Ох, и обжог же меня злым взглядом старший майор, когда поднимался под моими насмешливыми глазами на ноги. Ему бы каплю магии, и он бы легко испепелил простого человека таким взором на голом желании. К чести его стоит отметить, что пришёл он в себя быстро и мигом врубился в ситуацию. Так что, когда рядом с блиндажом спустя несколько минут ударили в землю два немецких фугаса, он только вздрогнул и чуть пригнулся, но остался на ногах. Только он и Маслов присоединились ко мне на бруствере, прочие не рискнули. Хотя, старлей из охраны, думаю, просто не решился выделяться из толпы, чтобы не злить энкаведэшников своим бесстрашием, пока те мнутся в траншее. Ему до меня было метров пять, так что, всё происходящее со мной он видел отлично.

– Прямое попадание выдерживает? Звук взрывов слабый – это от работы амулетов? Сколько длится работоспособность? – забросал меня вопросами Дроздов. – Сколько блиндажей и щелей оснащены ими?

Я без спешки и коротко отвечал.

Спустя десять минут вдалеке что-то завыло-заревело и вскоре в небе появились дымные следы от реактивных снарядов, которые частым градом обрушились на наши позиции.

– Это что-то новенькое, – удивился я и быстро встал в полный рост.

– Реактивные шестиствольные миномёты Вермахта. Бьют недалеко и не очень точно… м-да. Судя по попаданиям, у гитлеровцев не один дивизион поставлен на переднем крае. Каждый такой за минуту свыше ста снарядов выпускает и хорошо бы, чтобы это были не химические заряды, – хмуро произнёс старший майор.

И тут я сам вспомнил это оружие немцев. По аналогии с «катюшей», во время войны эти миномёты получили название «ванюша». А ещё кликали «ишаком» за характерный рёв. Правда, я ничего ишачьего не услышал.

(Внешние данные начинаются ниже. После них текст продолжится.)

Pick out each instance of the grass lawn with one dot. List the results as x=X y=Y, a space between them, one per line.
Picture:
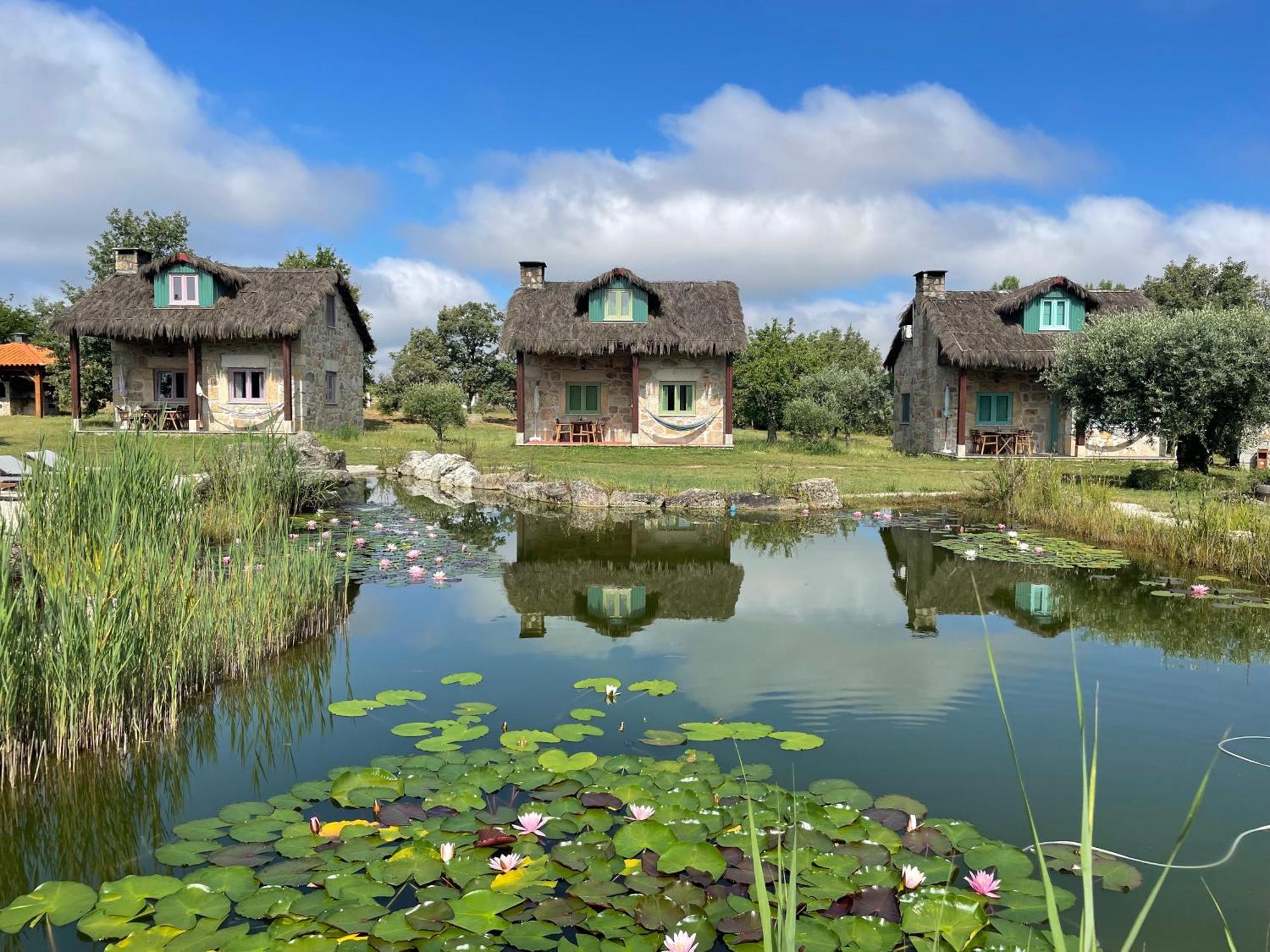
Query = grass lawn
x=868 y=466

Шестиствольная установка била не очень далеко, в пределах шести-семи километров, чем сильно уступала советской БМ-13. Зато превосходила ту по точности, хотя совсем уж для поражения точечных целей не годилась и использовалась для стрельбы по площадям.

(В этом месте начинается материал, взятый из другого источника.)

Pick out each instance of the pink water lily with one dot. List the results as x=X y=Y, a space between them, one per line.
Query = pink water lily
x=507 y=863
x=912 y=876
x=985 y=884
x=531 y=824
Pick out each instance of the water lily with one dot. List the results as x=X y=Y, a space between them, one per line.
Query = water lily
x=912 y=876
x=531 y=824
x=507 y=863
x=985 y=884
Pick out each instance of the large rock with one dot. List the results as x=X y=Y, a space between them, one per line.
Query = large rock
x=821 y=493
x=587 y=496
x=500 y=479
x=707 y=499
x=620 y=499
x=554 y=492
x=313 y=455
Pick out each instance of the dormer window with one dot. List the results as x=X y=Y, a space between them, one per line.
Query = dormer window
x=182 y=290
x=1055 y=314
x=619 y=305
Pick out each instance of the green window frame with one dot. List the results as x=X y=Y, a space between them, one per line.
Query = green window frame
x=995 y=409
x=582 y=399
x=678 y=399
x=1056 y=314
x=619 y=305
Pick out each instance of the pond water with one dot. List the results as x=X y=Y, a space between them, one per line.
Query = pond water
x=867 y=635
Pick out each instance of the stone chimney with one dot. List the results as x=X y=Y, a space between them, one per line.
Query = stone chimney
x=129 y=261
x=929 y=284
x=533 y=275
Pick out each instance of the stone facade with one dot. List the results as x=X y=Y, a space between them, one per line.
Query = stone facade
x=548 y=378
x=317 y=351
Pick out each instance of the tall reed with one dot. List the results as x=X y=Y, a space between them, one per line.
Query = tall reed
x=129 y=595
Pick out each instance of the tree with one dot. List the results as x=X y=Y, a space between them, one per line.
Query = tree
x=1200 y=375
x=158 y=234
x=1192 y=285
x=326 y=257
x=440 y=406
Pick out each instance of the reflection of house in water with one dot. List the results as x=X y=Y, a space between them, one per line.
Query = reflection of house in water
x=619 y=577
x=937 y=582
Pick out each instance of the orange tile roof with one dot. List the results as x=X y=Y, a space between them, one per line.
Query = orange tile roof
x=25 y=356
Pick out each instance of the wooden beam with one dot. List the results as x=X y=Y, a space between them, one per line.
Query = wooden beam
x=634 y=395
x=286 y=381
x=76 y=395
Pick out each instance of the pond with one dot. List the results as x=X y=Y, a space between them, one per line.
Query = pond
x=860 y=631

Передний наш край скрылся в огне, пыли и дыме от разрывов. И, кажется, левее, там, где стоят ополченцы и морячки, тоже грохочет.

– Неужели немцы решили наступать? – удивился Маслов. – Ай, как неудачно-то вышло…

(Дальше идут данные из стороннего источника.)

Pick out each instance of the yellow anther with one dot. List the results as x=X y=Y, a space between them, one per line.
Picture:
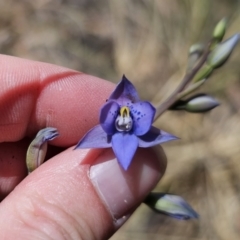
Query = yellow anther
x=124 y=112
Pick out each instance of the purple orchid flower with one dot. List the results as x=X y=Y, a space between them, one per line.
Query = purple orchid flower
x=125 y=125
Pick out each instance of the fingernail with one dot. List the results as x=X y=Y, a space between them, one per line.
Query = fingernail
x=121 y=190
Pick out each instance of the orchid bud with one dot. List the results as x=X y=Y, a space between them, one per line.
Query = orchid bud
x=201 y=103
x=197 y=104
x=195 y=52
x=170 y=205
x=222 y=51
x=219 y=30
x=203 y=73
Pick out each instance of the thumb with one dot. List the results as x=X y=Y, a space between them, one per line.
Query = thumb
x=67 y=198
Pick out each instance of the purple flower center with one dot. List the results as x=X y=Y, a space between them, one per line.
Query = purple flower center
x=124 y=122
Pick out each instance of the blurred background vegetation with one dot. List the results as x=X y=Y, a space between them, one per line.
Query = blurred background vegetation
x=148 y=41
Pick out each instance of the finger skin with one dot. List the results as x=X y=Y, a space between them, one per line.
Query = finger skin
x=36 y=95
x=58 y=200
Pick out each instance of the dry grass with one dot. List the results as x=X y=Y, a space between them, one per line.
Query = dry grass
x=148 y=41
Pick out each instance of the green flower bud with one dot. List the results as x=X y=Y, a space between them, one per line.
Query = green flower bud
x=170 y=205
x=222 y=51
x=204 y=72
x=196 y=48
x=195 y=52
x=197 y=104
x=220 y=30
x=200 y=103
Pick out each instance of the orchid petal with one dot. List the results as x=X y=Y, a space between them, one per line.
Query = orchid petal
x=154 y=137
x=170 y=205
x=125 y=93
x=143 y=114
x=95 y=138
x=108 y=115
x=124 y=146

– Почему неудачно, товарищ дивизионный комиссар, – прервал его Дроздов. – Очень даже удачно, как считаю. Я смогу посмотреть насколько близко к действительно то, что вы писали в своих рапортах.

– Бойцов много погибнет, – негромко сказал тот. – Меньше половины смогут укрыться в блиндажах и щелях с защитой амулетами товарища Глебова.

– Сейчас война идёт. Убить могут любого – вас, меня, его, – мотнул тот головой в мою сторону.

– Ну, меня вряд ли, – решил я вставить свои пять копеек. – А солдат, в самом деле, жаль. После такого обстрела число погибших перевалит за сотню… или за сотни. И не надо говорить, товарищ старший майор, что бабы ещё нарожают, как, хм, сказал один генерал. Сейчас погибают те, кому поднимать страну после войны, воспитывать детей, давать им понимание плохого и хорошего. А ведь первыми гибнут лучшие, остаются те, кто ни рыба, ни мясо в большинстве.

– Это кто такой?

– Генерал? Да не имеет значения. Главное, что с таким подходом он положит лучший, так сказать, генофонд страны. Причём, и по моральным качествам, и по физическим. Следующее поколение станет слабым, а ещё дальше уже и вовсе может выродиться полностью и случись им вновь защищать свою страну, то сил у них для этого может и не хватить… просрут всё в итоге. А виновато будет воспитание дедов, тех, кто и сейчас может просрать, да не дают им люди со стержнем в душе, кто ложится в землю за страну.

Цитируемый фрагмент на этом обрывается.